I am not one for conspiracy theories, but over the weekend I have noticed that searching for individuals' blogs which are pro-Palestine or, more importantly, report on events from Gaza, appears to return surprisingly few results.

Which is odd, since a look at one or two of the links on this page will tell you that they are out there on the web.

Now this may be a function of the way Google's ranking system works, and the sheer volume if the pro-Israeli lobby, which also tends to adopt the tactic of 'overwhelming force' and effectively frowns out all others.

Including this blog, it appears; while some local American newspaper from some tiny backwater in Texas which happens to be called Palestine appears to turn up in searches near the top with astonishing frequency.

I am sure events of great moment occur from time to time in Palestine, Texas. (Matters of  moment there, according to the paper, are the citizens' thoughts on parking and a house which caught fire on New Year's Eve.) But not, I think, on the scale of what is happening in the other Palestine.

Given the number of houses in the other Palestine which, if not now burning, have certainly been bombed to rubble or bulldozed—surely the Israeli Army is the only one to send in bulldozers with the tanks when they go to war for the purpose of civil destruction?—I cannot see why this newspaper for a 'city' of 18,000 people ranks so highly against a country in the Middle East with a rather larger population.

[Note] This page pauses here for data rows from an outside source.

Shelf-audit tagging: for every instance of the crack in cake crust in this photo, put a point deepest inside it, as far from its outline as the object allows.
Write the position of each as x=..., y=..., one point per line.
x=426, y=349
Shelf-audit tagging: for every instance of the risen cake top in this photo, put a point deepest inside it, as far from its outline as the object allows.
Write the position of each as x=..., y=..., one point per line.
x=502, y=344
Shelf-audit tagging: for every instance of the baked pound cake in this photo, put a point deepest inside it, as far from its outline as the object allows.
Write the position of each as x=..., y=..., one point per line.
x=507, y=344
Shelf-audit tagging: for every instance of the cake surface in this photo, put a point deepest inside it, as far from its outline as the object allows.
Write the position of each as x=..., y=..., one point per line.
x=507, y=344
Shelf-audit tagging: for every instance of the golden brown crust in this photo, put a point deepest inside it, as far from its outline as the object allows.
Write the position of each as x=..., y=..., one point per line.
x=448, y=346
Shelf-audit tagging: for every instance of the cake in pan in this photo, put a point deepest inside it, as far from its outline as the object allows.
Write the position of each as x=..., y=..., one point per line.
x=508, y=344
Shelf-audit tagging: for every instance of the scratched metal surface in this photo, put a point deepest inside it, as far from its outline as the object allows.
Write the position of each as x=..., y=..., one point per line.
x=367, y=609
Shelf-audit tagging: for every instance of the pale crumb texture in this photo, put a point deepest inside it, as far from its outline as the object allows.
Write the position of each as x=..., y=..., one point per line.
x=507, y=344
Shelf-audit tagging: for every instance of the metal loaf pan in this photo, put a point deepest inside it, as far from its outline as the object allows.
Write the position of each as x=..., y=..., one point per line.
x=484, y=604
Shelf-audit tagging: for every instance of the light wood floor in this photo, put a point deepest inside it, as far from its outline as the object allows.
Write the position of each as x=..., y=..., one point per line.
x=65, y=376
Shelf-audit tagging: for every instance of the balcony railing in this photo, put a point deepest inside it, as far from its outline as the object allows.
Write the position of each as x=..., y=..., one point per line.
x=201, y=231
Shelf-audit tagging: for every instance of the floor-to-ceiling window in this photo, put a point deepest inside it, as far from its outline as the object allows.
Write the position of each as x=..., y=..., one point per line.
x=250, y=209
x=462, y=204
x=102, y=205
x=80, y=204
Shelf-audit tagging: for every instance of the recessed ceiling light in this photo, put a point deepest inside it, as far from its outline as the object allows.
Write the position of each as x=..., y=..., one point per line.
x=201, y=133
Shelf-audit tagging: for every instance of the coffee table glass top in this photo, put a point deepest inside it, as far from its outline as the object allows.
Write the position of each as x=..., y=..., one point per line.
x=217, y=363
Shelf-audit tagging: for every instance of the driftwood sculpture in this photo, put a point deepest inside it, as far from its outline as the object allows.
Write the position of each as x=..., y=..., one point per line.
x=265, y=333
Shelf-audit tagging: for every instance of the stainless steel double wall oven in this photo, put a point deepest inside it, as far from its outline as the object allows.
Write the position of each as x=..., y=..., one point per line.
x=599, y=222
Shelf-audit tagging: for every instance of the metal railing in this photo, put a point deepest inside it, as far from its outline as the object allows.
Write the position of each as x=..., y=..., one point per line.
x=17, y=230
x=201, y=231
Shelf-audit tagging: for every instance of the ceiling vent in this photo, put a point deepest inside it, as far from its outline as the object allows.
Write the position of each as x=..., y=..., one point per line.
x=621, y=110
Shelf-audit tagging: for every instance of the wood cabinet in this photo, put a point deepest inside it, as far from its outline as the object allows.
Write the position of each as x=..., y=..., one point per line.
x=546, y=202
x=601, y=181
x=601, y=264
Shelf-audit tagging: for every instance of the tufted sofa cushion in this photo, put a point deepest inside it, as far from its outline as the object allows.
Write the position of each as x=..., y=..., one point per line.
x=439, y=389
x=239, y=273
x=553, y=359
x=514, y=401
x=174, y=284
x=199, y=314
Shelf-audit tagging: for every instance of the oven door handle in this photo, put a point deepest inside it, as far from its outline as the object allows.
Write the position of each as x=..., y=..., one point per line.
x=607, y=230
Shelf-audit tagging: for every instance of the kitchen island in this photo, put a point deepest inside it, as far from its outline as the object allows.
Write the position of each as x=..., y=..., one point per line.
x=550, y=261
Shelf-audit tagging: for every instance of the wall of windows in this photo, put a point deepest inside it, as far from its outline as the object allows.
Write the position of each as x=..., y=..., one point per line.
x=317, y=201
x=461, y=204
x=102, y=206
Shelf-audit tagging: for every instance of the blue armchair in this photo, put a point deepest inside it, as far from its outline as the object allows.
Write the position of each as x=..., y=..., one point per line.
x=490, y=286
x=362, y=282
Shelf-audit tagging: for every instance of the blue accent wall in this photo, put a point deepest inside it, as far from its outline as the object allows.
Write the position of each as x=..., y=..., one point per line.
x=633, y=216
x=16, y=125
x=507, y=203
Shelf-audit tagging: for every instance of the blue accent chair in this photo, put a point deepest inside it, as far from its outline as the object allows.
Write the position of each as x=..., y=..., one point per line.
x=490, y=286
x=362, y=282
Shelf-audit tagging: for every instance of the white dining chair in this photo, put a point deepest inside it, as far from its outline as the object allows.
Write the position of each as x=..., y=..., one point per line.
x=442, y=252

I suspect, therefore, that this blog, although it is current while I write it, is for future documentarians of opinion on the Palestine issue, rather than one that might influence (however infinitesimally) current events.

I really do not want to adopt a conspiracy theory. But, given that the USA effectively controls the distribution of the World Wide Web, the enthusiasm of American military thinkers and strategists for the last few years for the "Information War"—including the development of tactics for 'interdicting' electronically distributed information—and that the US supports Israel so forcefully, I do wonder.

In the meantime, the Israeli publicity machine is offering up the excuse of all ruthless regimes in a war for attacking precisely those places where (as I heard a doctor in Gaza City point out in a call to the BBC World Service) people under attack gather for the comfort and succour of their god or other citizens. Or simple where they must go for the immediate necessities of life, like a market. Was there not outrage when Serbs shelled a market in Sarajevo once? Why is a market in Gaza different?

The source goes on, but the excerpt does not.